The poor man's WAF
Every internet connected server is subject to automated scans and probes from various parties. On web servers they typically try to find exploitable installations by calling e.g. ///wordpress/wp-admin/setup-config.php?step=1
. Another annoyance are web scrapers farming content for AI bot training and often enough ignoring therefore the robots.txt. These requests form a constant background noise which we don’t have to listen to. If you run a small home server only for friends and family you can configure the internet-facing reverse proxy to just drop these requests. I will use the excellent
Caddy reverse proxy to build a poor man’s WAF.
IP filter
Some companies publish theirs IP address ranges used by their products, e.g. AWS, Cloudflare, GitHub, Googlebot, Google Cloud or OpenAI 1 2 3. However, we only need to allow connections from residential or mobile IP addresses so we can block requests from these companies at all. Instead of relying on them to publish relevant IP ranges, we can block all their IPs. This in turn also includes cloud instances which might be used by AI companies for their scraping.
Every big internet company acts as an AS (autonomous system) and has an ASN (autonomous system number) assigned. Every AS manages their assigned IP ranges. So we can block IP ranges based on their AS. The assignment database can be grabbed from here among other places. This python script extracts the IP ranges for relevant companies:
import csv, fnmatch
from ipaddress import ip_network, IPv4Network, IPv6Network, collapse_addresses
block_filters = {
'DigitalOcean*',
'Amazon.com*',
'Google*',
'Cloudflare*',
'Facebook*',
'Microsoft*',
'GitHub*',
'Twitter*',
'Hetzner*',
'IBM*',
'Akamai*',
'Fly.io*',
'Apple Inc.',
'SAP *',
'Oracle Corporation',
'Yahoo Inc.',
'Yahoo-UK Limited',
'Opera Norway AS', # Opera VPN
'Clouvider *',
'PacketHub *' # NordVPN
}
output: set[IPv4Network | IPv6Network] = set()
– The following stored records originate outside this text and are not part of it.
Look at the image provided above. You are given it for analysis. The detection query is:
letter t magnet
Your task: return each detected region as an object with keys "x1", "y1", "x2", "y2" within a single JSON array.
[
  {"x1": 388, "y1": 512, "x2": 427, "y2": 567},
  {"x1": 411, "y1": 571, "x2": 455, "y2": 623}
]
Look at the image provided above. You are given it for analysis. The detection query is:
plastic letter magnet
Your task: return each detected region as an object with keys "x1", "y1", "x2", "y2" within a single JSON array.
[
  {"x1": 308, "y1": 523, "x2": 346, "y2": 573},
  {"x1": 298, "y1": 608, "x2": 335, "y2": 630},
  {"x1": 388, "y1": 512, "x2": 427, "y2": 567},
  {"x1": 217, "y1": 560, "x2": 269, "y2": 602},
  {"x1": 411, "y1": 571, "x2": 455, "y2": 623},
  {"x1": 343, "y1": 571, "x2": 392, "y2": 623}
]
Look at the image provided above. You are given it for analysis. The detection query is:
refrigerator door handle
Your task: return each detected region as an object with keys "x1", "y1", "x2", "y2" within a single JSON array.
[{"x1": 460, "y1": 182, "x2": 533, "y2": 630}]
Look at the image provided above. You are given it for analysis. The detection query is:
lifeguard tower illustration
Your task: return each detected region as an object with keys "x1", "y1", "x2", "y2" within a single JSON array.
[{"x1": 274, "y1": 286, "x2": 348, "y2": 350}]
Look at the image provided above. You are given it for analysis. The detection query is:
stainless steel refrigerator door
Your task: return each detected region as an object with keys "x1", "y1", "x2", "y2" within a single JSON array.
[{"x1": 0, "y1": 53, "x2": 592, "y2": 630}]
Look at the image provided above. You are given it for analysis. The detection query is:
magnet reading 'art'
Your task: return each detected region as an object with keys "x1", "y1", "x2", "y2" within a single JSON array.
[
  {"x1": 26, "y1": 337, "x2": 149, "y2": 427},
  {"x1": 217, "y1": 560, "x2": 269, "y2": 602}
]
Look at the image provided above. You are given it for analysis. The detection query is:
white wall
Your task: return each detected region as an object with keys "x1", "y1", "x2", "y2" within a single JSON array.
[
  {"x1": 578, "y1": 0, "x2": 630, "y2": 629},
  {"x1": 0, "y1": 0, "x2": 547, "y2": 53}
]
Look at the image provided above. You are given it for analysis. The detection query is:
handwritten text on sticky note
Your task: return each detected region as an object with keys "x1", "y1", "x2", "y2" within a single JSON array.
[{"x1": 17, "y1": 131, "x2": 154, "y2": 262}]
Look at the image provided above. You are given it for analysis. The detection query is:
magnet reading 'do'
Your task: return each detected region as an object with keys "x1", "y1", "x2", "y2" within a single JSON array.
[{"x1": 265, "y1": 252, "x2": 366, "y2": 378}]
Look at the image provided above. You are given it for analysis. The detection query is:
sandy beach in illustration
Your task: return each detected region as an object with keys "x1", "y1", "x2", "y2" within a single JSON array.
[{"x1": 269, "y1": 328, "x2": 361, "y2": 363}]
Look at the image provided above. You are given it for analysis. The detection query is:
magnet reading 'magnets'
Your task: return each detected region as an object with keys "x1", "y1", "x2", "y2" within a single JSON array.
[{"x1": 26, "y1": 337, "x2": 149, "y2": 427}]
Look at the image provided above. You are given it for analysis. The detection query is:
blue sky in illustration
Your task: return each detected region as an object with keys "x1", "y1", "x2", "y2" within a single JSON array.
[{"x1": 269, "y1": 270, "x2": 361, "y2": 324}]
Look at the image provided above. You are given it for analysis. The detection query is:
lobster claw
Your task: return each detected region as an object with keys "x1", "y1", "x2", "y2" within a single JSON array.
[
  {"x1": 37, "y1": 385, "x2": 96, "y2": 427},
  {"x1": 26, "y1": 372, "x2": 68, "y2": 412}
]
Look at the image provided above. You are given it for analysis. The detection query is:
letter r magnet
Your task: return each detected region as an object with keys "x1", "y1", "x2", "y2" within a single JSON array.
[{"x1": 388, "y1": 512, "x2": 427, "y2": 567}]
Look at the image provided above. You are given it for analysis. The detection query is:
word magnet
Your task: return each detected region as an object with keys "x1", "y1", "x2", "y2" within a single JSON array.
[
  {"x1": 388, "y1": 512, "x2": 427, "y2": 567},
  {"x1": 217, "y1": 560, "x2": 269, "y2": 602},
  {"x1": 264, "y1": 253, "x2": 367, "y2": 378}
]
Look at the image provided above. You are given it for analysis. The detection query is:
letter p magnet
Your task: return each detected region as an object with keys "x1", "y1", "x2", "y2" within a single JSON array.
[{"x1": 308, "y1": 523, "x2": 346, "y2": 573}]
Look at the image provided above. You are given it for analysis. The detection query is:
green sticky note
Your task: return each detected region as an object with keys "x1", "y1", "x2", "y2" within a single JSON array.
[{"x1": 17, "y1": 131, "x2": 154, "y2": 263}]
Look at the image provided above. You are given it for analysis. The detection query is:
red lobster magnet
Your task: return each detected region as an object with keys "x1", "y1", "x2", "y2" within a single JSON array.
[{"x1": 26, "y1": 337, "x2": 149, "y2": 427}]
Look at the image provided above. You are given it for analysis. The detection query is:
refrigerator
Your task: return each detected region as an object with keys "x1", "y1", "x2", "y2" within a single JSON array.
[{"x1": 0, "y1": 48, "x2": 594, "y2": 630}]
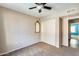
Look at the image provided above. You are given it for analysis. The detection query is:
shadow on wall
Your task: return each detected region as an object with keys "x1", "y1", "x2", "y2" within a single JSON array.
[{"x1": 0, "y1": 12, "x2": 6, "y2": 54}]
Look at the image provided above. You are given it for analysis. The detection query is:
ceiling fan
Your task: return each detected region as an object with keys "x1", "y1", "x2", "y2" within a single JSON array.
[{"x1": 29, "y1": 3, "x2": 52, "y2": 13}]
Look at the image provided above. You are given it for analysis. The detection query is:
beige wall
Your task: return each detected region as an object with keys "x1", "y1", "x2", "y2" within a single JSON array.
[
  {"x1": 0, "y1": 7, "x2": 40, "y2": 53},
  {"x1": 41, "y1": 18, "x2": 59, "y2": 47},
  {"x1": 63, "y1": 15, "x2": 79, "y2": 46}
]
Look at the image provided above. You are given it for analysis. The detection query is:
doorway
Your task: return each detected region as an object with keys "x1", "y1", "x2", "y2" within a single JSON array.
[{"x1": 68, "y1": 18, "x2": 79, "y2": 48}]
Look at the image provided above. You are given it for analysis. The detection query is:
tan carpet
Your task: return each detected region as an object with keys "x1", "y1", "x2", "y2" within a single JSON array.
[{"x1": 4, "y1": 43, "x2": 79, "y2": 56}]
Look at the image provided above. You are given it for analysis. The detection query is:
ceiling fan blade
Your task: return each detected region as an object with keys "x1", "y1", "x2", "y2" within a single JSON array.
[
  {"x1": 29, "y1": 7, "x2": 36, "y2": 9},
  {"x1": 44, "y1": 6, "x2": 52, "y2": 10},
  {"x1": 35, "y1": 3, "x2": 41, "y2": 5},
  {"x1": 39, "y1": 9, "x2": 42, "y2": 13}
]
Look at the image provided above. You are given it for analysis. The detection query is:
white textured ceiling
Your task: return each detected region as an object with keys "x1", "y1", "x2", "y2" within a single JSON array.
[{"x1": 0, "y1": 3, "x2": 79, "y2": 17}]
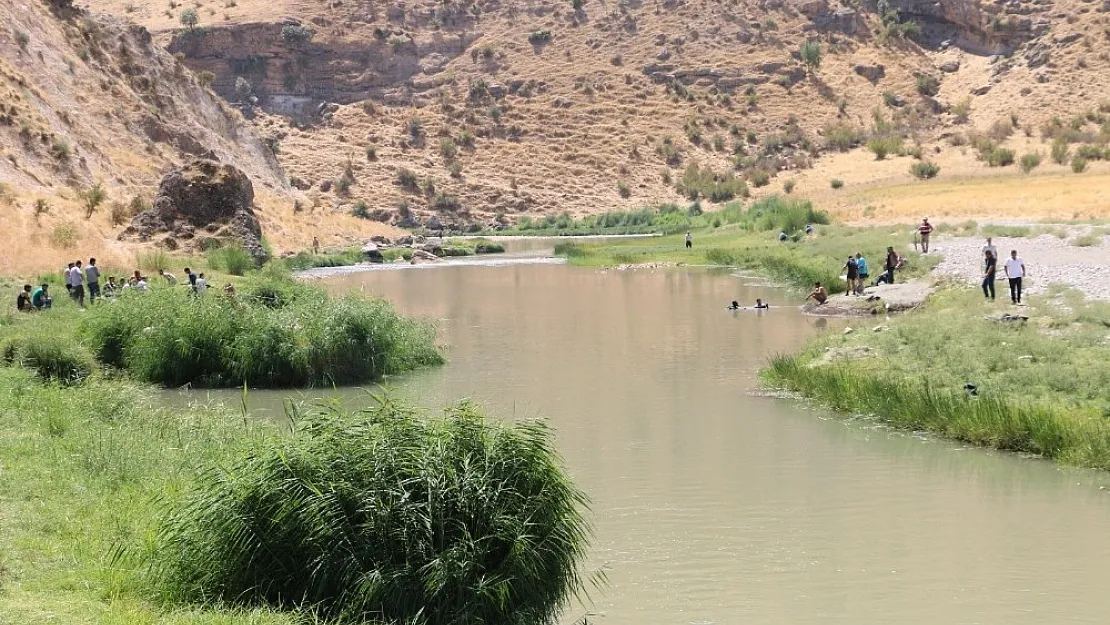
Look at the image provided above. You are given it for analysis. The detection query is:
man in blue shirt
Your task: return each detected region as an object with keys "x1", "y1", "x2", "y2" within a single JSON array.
[{"x1": 856, "y1": 252, "x2": 870, "y2": 295}]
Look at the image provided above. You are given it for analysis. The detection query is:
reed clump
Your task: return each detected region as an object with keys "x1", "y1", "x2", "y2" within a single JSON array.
[
  {"x1": 81, "y1": 274, "x2": 443, "y2": 387},
  {"x1": 150, "y1": 397, "x2": 588, "y2": 625}
]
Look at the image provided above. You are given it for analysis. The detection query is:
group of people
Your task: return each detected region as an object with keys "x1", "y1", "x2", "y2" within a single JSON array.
[
  {"x1": 982, "y1": 236, "x2": 1028, "y2": 304},
  {"x1": 16, "y1": 259, "x2": 214, "y2": 312}
]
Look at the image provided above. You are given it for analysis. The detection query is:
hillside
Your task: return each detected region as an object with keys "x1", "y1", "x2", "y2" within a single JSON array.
[
  {"x1": 0, "y1": 0, "x2": 395, "y2": 275},
  {"x1": 0, "y1": 0, "x2": 1110, "y2": 271}
]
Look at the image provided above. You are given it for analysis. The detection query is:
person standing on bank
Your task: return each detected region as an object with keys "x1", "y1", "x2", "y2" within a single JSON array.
[
  {"x1": 844, "y1": 254, "x2": 859, "y2": 298},
  {"x1": 1006, "y1": 250, "x2": 1026, "y2": 304},
  {"x1": 882, "y1": 245, "x2": 898, "y2": 284},
  {"x1": 982, "y1": 250, "x2": 998, "y2": 302},
  {"x1": 917, "y1": 218, "x2": 932, "y2": 254},
  {"x1": 84, "y1": 259, "x2": 100, "y2": 304}
]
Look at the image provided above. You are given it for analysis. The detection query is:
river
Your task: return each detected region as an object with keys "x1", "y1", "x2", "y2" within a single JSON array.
[{"x1": 162, "y1": 250, "x2": 1110, "y2": 625}]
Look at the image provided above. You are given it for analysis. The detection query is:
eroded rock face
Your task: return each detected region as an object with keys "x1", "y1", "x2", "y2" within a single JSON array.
[{"x1": 120, "y1": 159, "x2": 269, "y2": 261}]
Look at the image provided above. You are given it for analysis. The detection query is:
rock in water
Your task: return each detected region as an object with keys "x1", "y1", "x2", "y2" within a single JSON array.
[{"x1": 120, "y1": 159, "x2": 269, "y2": 262}]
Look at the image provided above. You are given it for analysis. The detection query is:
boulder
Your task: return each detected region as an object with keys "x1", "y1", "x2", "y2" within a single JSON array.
[
  {"x1": 119, "y1": 159, "x2": 269, "y2": 262},
  {"x1": 852, "y1": 64, "x2": 887, "y2": 82}
]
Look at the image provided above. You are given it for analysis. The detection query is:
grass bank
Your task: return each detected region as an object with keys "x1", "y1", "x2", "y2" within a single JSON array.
[
  {"x1": 764, "y1": 289, "x2": 1110, "y2": 468},
  {"x1": 0, "y1": 269, "x2": 443, "y2": 387},
  {"x1": 555, "y1": 198, "x2": 939, "y2": 292},
  {"x1": 0, "y1": 366, "x2": 585, "y2": 625}
]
# https://ip.guide/bulk/networks.csv
with open('networks.csv') as f:
reader = csv.reader(f)
next(reader, None) # skip the headers
for network, asn, organization, country in reader:
if any((fnmatch.fnmatchcase(organization, bf) for bf in block_filters)):
output.add(ip_network(network))
with open('blocklist.txt', 'w') as f:
f.write(
' '.join(
[n.with_prefixlen for n in sorted(collapse_addresses([n for n in output if n.version == 4]))] +
[n.with_prefixlen for n in sorted(collapse_addresses([n for n in output if n.version == 6]))]
)
)
There are round about 54 000 matching IP ranges in the database. By using collapse_addresses
these are unified into less than 11 000 IP ranges which can be added to the Caddy config:
@ipfilter remote_ip 1.0.0.0/24 1.1.1.0/24 1.44.96.0/24 ...
handle @ipfilter {
abort # the request will be dropped by closing the connection
}
User Agent filter
UA filtering is kind of snake oil as real attackers and stealthy crawlers won’t bring their own UA. But at least we can release Internet Explorer users from their suffering:
@uafilter `
header_regexp('User-Agent', 'MSIE') ||
header_regexp('User-Agent', 'Trident')
`
handle @uafilter {
abort
}
You should never block UAs of tools like curl
because at some point you might need them for debugging.
Path filter
As long as you don’t run a PHP server (which you shouldn’t) there is no need in answering PHP related requests:
@pathfilter `
path_regexp('(?i)\\.php$')
`
handle @pathfilter {
abort
}
Method filter
Modern web applications and REST APIs use a standard set of HTTP methods. Requests with deviant methods can be blocked by returning HTTP status code 405.
@methodfilter `
!method('GET', 'HEAD', 'OPTIONS', 'POST', 'PUT', 'PATCH', 'DELETE')
`
handle @methodfilter {
respond 405 {
body "method not allowed"
}
}
Keep in mind that some protocols built on top of HTTP might use different methods. Especially CardDAV, CalDAV and WebDAV bring in a bunch of custom HTTP methods!